Dyspeptalk #6.

“Before we greet the summer where we’ll have forgotten each other’s names and I wouldn’t remember how your wet hair smelt on a stormy day and you wouldn’t care how long a road I had to walk to see you smile, I want you to know that loving you wasn’t as bad as everyone told me it’d be.

I want you to know that we fell in love with each other head first, and that it probably broke both of our hearts, but I’d do it a thousand times over, and get hurt as many times as you could.

We would never have lasted.
And now I’m jealous of every couple who order cakes for their anniversary when I’m eating sugar puffs because they remind me of you.

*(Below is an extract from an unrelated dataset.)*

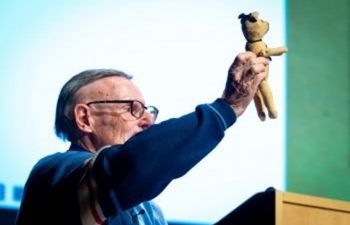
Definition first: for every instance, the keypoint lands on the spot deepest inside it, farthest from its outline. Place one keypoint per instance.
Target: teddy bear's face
(253, 27)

I cried when you weren’t looking and didn’t talk when I was sad, and you didn’t look at me when you were angry and danced when it rained.

And for that moment when I had my head against the bed sheet that was still warm from your touch and the sunlight from your window streamed against my thoughts, I could hear you pissing in the toilet and I knew I’d always love you the same way.

When we will be strangers all over again and we’ll instinctively avoid running into each other because some meeting are best when they never happen, I’d still miss your family, and I know you’d miss not knowing about mine.

There will be times when I’ll be too broken and you’ll be too drunk, and we’ll think for that second how much we need each other again, but some fires burn your body out from your head.

Before the last ice cream you scooped up melts and I get caught in a storm that rips apart my umbrella, I want you to know I’m not looking for a love that’ll make me less empathetic about myself.

I want you to know, I don’t want to fall in love because I’m lonely.